Grampian, which has assets of about $37bn, is one of Europe’s largest bank conduits. These are funding vehicles usually kept off a bank’s balance sheets that have emerged as pivotal players in the current market turmoil. HBOS, the UK’s fourth-largest bank, is the largest financial institution so far to publicly admit the effects of the drought in the market for asset-backed commercial paper, which conduits such as Grampian rely on for funding. But other banks are suffering as well.


The article goes on to discuss the impact on banks generally of putting all the conduit's onto their balance sheets. Analysts - those clever creatures who know all the facts but rarely seem to be able to notice the forest before it crashes on top of them - have used their sharpest pencils to calculate that bank's capital ratios will drop by only a bit (0.4 in the case of HBOS to 7.3%) and yes there is the obligatory reference to the Basel II Framework (zzz). The analysts - many of whom will soon be unemployed - go on to note that the SIVs (special investment vehicles), cousins of the conduits, generally have higher asset quality and less reliance on CP funding.

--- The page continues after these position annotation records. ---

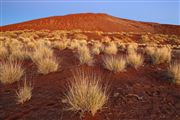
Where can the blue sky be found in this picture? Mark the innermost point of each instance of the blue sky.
(161, 11)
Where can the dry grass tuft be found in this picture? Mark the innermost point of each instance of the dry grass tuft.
(111, 49)
(174, 72)
(24, 93)
(3, 52)
(85, 92)
(135, 60)
(114, 63)
(10, 71)
(131, 48)
(61, 45)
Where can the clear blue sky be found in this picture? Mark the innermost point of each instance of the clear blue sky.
(161, 11)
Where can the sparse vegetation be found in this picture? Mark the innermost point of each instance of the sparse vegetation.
(85, 92)
(135, 60)
(10, 71)
(111, 49)
(24, 93)
(84, 55)
(161, 55)
(174, 72)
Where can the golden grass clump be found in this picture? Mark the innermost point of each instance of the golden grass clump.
(135, 60)
(61, 45)
(161, 55)
(3, 52)
(131, 48)
(47, 65)
(24, 93)
(74, 44)
(114, 63)
(174, 72)
(111, 49)
(10, 71)
(84, 55)
(85, 92)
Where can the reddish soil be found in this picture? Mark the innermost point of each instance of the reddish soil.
(93, 22)
(143, 94)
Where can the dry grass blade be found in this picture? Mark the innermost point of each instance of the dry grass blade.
(85, 92)
(174, 72)
(10, 71)
(135, 60)
(24, 93)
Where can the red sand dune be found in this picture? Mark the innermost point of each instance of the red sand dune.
(93, 22)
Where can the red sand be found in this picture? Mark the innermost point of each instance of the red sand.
(143, 94)
(93, 22)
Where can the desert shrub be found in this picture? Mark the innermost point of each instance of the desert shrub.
(24, 93)
(161, 55)
(95, 50)
(84, 55)
(3, 52)
(145, 38)
(114, 63)
(10, 71)
(61, 45)
(174, 72)
(150, 50)
(131, 48)
(86, 92)
(80, 36)
(111, 49)
(135, 60)
(47, 65)
(74, 44)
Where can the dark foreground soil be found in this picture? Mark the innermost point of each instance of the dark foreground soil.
(143, 94)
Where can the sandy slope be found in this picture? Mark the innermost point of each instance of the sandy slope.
(93, 22)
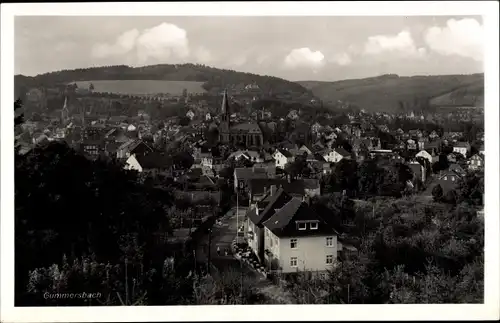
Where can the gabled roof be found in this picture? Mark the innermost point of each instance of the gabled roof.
(462, 144)
(247, 173)
(268, 205)
(283, 222)
(295, 187)
(342, 151)
(246, 127)
(284, 152)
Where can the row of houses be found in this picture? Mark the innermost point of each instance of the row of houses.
(288, 235)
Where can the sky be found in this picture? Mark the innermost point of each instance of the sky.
(294, 48)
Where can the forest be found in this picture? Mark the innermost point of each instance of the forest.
(91, 226)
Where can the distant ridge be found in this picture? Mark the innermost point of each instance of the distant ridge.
(385, 92)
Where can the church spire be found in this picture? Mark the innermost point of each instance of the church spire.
(225, 103)
(64, 111)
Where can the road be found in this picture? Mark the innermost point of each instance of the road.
(222, 236)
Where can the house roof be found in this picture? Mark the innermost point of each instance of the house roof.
(268, 205)
(295, 187)
(342, 151)
(462, 144)
(246, 127)
(285, 153)
(154, 160)
(247, 173)
(282, 223)
(456, 168)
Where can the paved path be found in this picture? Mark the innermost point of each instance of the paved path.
(222, 236)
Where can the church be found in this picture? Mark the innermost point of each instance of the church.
(246, 134)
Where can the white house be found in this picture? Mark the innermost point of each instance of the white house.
(425, 154)
(335, 155)
(190, 114)
(282, 157)
(133, 164)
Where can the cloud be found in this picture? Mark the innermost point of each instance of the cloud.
(459, 37)
(342, 59)
(304, 57)
(165, 42)
(401, 43)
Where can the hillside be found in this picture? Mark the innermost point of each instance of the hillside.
(213, 79)
(386, 92)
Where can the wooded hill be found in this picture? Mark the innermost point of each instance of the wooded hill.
(386, 92)
(214, 79)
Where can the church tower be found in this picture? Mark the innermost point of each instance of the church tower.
(65, 111)
(225, 126)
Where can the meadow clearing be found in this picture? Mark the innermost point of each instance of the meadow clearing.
(143, 87)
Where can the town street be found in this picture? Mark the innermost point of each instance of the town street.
(222, 236)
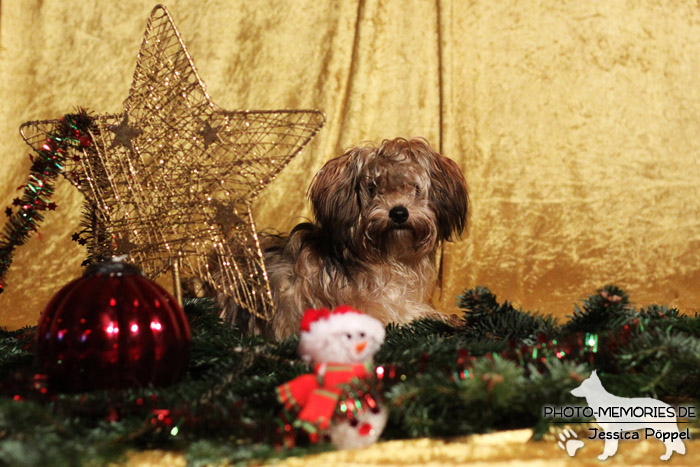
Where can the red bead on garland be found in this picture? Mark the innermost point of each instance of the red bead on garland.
(112, 328)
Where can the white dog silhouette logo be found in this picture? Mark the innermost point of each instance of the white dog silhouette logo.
(621, 417)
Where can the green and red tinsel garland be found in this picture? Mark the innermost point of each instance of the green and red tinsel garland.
(494, 370)
(26, 213)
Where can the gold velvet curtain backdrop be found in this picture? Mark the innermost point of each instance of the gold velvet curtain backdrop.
(577, 124)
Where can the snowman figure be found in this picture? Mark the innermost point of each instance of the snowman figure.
(340, 346)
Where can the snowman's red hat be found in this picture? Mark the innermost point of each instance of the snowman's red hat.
(312, 316)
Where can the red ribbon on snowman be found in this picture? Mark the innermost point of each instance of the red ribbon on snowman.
(340, 344)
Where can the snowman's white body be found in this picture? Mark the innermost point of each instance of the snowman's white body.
(347, 337)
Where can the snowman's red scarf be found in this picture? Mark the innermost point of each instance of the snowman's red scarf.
(316, 395)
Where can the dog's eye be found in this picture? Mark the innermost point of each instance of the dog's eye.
(372, 188)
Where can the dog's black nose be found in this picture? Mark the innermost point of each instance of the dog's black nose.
(398, 214)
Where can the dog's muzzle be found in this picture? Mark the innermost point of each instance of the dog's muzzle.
(399, 214)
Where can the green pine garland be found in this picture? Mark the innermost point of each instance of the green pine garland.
(494, 371)
(48, 162)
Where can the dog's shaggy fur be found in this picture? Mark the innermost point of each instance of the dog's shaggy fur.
(380, 215)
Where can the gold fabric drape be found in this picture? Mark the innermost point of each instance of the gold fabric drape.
(577, 124)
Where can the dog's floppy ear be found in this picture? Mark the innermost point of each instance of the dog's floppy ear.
(448, 194)
(333, 191)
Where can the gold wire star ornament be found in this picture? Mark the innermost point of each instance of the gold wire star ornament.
(172, 178)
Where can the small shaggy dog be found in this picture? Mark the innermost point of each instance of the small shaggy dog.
(380, 215)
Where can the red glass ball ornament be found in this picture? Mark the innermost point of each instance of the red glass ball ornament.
(112, 328)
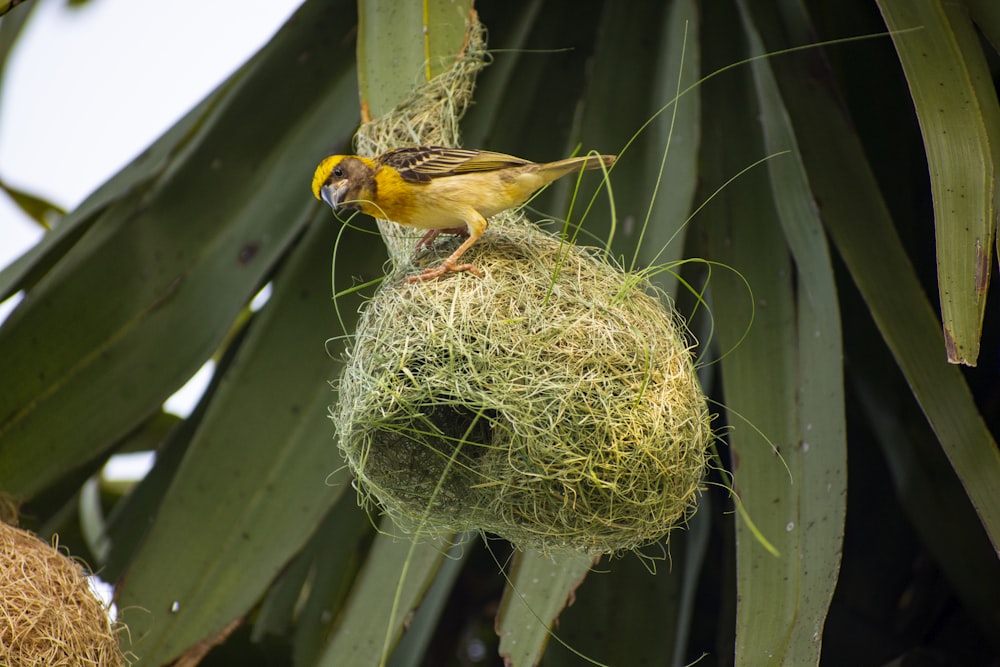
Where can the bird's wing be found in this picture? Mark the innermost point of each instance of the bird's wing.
(423, 163)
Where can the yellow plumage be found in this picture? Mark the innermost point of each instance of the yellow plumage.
(439, 189)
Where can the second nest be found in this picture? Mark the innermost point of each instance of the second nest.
(552, 402)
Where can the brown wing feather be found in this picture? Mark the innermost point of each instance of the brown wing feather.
(423, 163)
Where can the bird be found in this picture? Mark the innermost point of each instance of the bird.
(440, 190)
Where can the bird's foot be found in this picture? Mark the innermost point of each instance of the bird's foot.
(445, 267)
(428, 238)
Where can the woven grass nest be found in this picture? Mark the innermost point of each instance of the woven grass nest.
(48, 613)
(552, 402)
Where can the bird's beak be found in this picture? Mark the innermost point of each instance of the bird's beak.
(333, 193)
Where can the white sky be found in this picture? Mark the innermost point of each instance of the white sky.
(87, 89)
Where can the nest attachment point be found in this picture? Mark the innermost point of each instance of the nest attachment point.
(48, 613)
(552, 402)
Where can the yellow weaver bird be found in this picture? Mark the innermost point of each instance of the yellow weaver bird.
(441, 190)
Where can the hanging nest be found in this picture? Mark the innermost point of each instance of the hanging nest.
(48, 613)
(552, 402)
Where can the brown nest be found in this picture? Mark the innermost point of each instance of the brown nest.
(48, 613)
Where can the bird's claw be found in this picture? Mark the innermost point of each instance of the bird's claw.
(445, 267)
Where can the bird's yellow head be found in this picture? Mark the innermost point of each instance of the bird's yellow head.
(324, 173)
(344, 181)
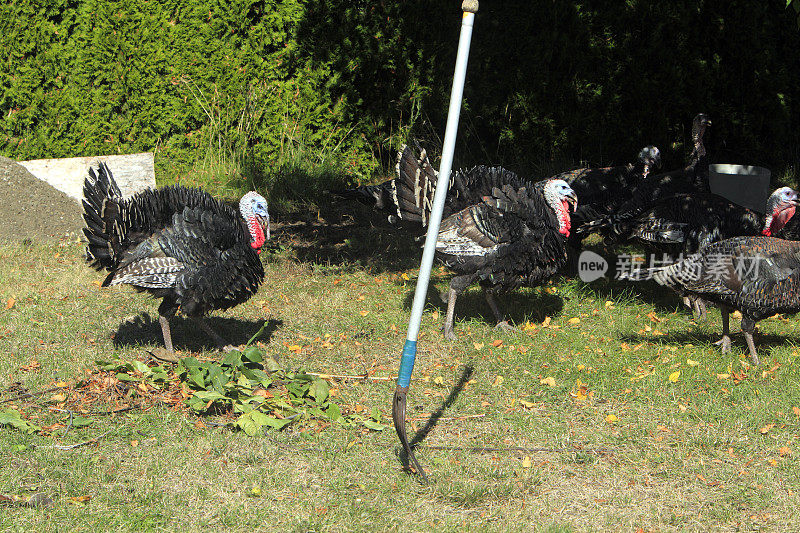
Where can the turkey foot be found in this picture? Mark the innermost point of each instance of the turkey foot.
(699, 309)
(447, 329)
(724, 343)
(748, 328)
(165, 332)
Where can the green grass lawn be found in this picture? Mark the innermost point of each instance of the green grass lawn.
(630, 416)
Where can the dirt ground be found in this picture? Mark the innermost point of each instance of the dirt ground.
(32, 209)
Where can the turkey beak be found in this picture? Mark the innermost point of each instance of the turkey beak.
(264, 221)
(572, 198)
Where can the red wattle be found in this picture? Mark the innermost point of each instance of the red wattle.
(566, 222)
(779, 220)
(256, 233)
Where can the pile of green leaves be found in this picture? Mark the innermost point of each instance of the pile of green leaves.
(251, 385)
(13, 418)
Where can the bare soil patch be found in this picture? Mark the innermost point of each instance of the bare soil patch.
(32, 209)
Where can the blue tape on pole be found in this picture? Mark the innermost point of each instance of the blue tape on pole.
(407, 363)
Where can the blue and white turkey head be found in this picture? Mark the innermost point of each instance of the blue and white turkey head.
(253, 208)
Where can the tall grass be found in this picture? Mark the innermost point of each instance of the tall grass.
(224, 155)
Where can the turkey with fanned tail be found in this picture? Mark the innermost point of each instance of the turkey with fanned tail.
(512, 238)
(179, 244)
(692, 179)
(408, 197)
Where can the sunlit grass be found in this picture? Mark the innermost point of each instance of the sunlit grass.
(714, 449)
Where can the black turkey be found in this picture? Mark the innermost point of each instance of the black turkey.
(685, 223)
(178, 244)
(759, 276)
(692, 179)
(408, 197)
(688, 222)
(603, 190)
(512, 238)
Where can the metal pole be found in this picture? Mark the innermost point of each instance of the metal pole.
(469, 7)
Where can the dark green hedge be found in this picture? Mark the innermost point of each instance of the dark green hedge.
(549, 83)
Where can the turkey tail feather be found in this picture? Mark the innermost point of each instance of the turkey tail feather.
(101, 212)
(414, 185)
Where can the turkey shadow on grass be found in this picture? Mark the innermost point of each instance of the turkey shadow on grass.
(344, 234)
(518, 306)
(144, 330)
(425, 429)
(663, 299)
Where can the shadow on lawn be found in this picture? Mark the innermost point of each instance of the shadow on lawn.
(518, 306)
(145, 330)
(423, 432)
(344, 234)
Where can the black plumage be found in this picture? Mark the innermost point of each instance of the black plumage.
(603, 190)
(692, 179)
(179, 244)
(408, 197)
(759, 276)
(684, 223)
(512, 238)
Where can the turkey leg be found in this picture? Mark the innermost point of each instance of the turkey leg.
(725, 341)
(165, 332)
(748, 328)
(502, 323)
(451, 311)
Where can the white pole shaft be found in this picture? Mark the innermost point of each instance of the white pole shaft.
(442, 183)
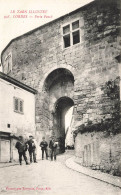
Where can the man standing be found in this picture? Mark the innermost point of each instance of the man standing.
(32, 149)
(53, 147)
(22, 148)
(43, 146)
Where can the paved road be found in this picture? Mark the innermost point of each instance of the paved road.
(51, 178)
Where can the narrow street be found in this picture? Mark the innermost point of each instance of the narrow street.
(51, 178)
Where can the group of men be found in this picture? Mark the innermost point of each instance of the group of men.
(30, 145)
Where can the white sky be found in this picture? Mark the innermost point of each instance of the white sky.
(13, 27)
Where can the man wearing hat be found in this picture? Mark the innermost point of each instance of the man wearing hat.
(32, 149)
(53, 147)
(43, 146)
(22, 148)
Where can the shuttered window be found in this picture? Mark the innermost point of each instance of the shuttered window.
(18, 105)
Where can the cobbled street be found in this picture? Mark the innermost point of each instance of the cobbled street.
(51, 178)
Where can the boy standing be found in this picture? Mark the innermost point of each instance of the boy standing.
(32, 149)
(22, 148)
(53, 147)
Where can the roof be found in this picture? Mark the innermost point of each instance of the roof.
(17, 83)
(46, 24)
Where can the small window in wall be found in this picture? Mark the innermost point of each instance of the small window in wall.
(71, 34)
(8, 63)
(18, 105)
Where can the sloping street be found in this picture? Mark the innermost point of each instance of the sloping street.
(51, 178)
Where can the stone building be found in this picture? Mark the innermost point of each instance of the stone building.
(17, 115)
(74, 61)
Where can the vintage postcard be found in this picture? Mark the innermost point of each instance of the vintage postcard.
(60, 97)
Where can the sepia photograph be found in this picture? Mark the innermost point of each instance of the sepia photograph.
(60, 97)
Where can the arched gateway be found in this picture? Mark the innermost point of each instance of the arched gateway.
(58, 91)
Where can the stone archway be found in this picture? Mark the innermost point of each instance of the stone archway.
(58, 95)
(62, 105)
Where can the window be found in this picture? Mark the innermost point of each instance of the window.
(71, 34)
(18, 105)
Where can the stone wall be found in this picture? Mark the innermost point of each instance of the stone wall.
(99, 151)
(92, 63)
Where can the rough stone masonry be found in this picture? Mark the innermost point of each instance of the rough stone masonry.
(76, 67)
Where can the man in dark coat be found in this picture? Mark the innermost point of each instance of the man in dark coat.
(32, 149)
(22, 148)
(43, 146)
(53, 147)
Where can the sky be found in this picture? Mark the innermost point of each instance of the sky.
(11, 27)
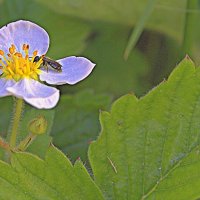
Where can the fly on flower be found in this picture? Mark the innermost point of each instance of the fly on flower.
(22, 66)
(47, 62)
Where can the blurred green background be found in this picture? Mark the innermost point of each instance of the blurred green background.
(101, 30)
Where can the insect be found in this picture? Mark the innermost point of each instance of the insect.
(47, 62)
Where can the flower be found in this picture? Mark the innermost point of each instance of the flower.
(22, 76)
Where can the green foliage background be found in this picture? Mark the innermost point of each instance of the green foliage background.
(148, 147)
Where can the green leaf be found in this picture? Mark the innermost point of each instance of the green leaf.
(30, 178)
(149, 148)
(76, 122)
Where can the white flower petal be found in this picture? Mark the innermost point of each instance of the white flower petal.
(74, 69)
(5, 83)
(35, 93)
(24, 32)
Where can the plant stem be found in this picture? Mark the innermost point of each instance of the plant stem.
(139, 27)
(191, 22)
(16, 121)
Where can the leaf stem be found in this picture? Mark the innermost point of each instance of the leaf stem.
(190, 26)
(18, 109)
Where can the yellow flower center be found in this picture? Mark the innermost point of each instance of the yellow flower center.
(17, 66)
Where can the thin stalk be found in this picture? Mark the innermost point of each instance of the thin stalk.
(137, 31)
(18, 109)
(191, 22)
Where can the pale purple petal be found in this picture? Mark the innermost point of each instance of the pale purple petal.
(74, 69)
(24, 32)
(35, 93)
(5, 83)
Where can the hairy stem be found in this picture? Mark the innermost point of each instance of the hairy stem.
(18, 109)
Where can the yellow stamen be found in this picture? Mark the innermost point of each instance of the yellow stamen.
(16, 65)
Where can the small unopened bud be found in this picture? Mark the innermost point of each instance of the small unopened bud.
(38, 125)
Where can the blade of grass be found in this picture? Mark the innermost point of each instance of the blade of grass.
(137, 31)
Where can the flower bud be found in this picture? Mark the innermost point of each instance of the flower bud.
(38, 125)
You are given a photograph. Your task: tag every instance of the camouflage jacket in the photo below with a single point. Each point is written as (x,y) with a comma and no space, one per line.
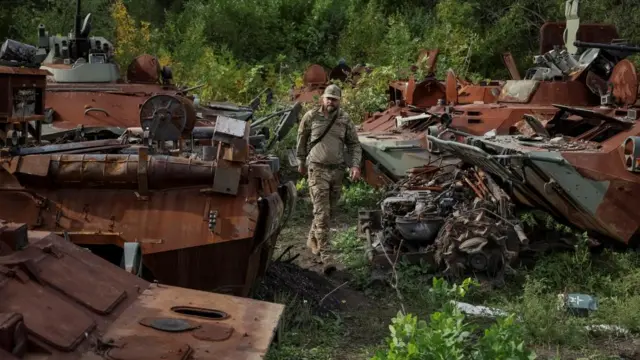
(329,151)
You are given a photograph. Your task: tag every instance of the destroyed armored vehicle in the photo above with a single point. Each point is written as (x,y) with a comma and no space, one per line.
(60,301)
(568,159)
(86,89)
(198,207)
(580,167)
(394,141)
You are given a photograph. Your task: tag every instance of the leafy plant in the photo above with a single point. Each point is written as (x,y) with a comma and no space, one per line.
(449,335)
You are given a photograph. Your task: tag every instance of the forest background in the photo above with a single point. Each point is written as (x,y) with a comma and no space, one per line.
(239,47)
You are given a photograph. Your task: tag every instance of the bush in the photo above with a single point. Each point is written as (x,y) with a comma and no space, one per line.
(449,335)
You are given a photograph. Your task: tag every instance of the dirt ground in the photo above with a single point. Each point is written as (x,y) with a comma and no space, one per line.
(362,316)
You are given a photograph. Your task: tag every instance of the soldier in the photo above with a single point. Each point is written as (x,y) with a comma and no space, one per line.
(322,136)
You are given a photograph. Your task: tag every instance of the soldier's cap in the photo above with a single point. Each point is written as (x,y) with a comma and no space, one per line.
(332,91)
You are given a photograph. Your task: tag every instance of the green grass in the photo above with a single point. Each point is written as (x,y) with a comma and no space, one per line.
(531,295)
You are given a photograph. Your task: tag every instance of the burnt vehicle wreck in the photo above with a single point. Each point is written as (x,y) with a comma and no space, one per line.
(563,140)
(169,200)
(582,170)
(60,301)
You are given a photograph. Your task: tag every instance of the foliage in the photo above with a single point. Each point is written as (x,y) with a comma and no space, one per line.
(359,195)
(449,335)
(131,39)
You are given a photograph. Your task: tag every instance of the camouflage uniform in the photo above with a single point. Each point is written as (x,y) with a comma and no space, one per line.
(325,165)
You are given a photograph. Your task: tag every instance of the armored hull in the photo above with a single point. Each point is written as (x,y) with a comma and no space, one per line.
(60,301)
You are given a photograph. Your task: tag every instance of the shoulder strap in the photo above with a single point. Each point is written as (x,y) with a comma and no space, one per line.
(326,130)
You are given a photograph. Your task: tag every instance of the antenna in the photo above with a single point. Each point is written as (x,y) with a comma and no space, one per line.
(78,19)
(573,24)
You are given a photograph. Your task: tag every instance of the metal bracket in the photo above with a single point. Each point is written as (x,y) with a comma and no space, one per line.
(227,178)
(132,258)
(143,185)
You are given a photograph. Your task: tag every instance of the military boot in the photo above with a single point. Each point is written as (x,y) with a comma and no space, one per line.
(312,243)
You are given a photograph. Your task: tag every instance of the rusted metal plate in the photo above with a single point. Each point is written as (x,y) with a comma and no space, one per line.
(624,79)
(108,105)
(137,347)
(451,87)
(253,323)
(57,270)
(172,225)
(39,314)
(510,63)
(552,34)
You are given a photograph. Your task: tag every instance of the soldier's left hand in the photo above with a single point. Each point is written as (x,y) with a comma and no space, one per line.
(355,173)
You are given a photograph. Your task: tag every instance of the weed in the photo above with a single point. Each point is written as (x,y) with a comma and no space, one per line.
(448,334)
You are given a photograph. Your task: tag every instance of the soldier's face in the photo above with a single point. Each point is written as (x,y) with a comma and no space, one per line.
(330,104)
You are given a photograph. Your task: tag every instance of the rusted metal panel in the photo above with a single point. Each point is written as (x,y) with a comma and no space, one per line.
(552,34)
(180,245)
(624,79)
(510,63)
(119,316)
(246,332)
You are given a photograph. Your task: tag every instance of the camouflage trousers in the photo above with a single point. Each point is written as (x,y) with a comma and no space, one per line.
(325,187)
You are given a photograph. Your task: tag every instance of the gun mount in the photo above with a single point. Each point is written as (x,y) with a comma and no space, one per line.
(21,106)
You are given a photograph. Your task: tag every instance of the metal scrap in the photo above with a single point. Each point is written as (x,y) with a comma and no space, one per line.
(458,218)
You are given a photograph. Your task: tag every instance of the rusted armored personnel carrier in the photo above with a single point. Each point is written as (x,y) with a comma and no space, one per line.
(197,207)
(86,88)
(394,141)
(60,301)
(580,164)
(574,161)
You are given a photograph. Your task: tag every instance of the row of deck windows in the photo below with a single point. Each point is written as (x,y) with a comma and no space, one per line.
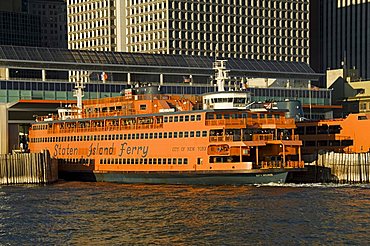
(145,161)
(183,118)
(155,135)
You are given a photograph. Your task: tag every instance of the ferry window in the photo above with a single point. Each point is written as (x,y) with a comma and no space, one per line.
(210,116)
(310,143)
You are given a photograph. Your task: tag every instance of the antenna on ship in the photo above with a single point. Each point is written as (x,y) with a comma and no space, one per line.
(221,74)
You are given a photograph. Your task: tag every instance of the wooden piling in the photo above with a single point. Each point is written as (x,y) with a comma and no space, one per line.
(346,168)
(27,168)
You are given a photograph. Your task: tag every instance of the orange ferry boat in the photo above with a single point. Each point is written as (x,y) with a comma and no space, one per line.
(154,138)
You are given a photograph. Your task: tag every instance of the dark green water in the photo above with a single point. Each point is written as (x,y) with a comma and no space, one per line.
(74,213)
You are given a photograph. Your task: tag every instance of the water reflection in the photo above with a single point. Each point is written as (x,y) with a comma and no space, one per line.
(101,213)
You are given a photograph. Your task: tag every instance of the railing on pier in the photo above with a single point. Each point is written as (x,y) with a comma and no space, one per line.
(280,164)
(28,168)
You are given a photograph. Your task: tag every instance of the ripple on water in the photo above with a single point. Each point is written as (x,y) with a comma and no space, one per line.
(103,213)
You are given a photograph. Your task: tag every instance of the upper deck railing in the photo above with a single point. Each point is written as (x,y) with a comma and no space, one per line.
(289,123)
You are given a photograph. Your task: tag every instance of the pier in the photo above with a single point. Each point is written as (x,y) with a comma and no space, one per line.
(28,168)
(344,168)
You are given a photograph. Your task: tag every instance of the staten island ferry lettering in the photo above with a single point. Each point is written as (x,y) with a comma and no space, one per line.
(216,138)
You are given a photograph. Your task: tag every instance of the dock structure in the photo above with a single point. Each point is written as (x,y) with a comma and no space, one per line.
(28,168)
(346,168)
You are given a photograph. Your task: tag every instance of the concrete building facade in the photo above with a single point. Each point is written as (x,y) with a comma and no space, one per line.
(341,35)
(252,29)
(53,15)
(92,25)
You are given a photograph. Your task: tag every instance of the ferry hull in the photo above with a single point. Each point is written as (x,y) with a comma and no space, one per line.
(202,178)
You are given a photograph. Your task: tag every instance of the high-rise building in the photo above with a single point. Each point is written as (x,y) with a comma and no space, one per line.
(253,29)
(340,35)
(92,24)
(53,14)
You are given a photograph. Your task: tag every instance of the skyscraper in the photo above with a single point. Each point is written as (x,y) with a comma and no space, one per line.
(254,29)
(341,35)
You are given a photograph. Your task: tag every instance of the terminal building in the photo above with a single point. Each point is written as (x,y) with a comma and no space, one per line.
(35,81)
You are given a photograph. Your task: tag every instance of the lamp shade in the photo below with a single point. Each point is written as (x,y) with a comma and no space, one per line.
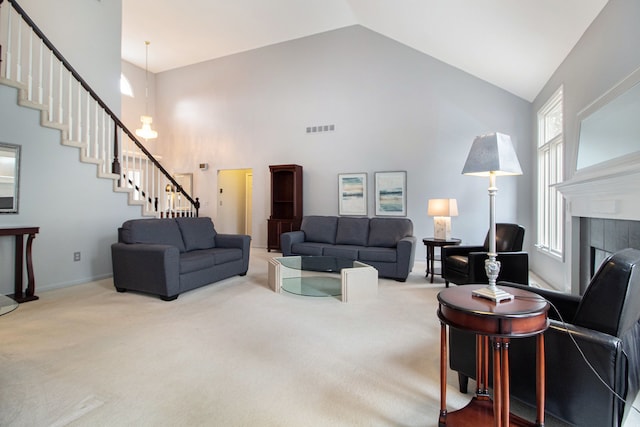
(492,153)
(442,207)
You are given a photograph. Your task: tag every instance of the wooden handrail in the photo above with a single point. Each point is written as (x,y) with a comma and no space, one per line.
(101,103)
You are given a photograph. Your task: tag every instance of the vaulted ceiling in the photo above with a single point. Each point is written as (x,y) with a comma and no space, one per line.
(513,44)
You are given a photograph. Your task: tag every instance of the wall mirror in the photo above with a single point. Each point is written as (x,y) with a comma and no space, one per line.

Oh well that's all right then. But hang on, is it? I think the FT hit upon perhaps the key point in this odd mess when noting that HBOS's annual report of however many pages had nary a mention of this $37 billion beastie called Grampian. So for shareholders or creditors or others where HBOS is a counterparty, the point isn't really that Basil the 2nd is still pretty fit. The point is that one's confidence in the intelligence and skills of the managers of HBOS has taken a hit. Quite a big hit I would say. And though one cannot quantify the effect this has had and will have on HBOS and the other banks and the market in general, it is fair to say based simply on what we see happening, that the hit has been large. It is like the old chesnut that one's good reputation takes a lifetime to build but only a moment to lose. And once lost is recovered slowly and painfully.


Analysts are paid to quantify whatever is laying about that can be quantified. This may or may not have anything to do with the crux of the situation. In the case of ABCP and conduits, I think it does not. Confidence has been lost. At the margin the impact will be more expensive credit and less available credit. Multiplied across the hundreds of banks with - yes it is fair to say - secret conduits, the impact on the real economy will be significantly negative.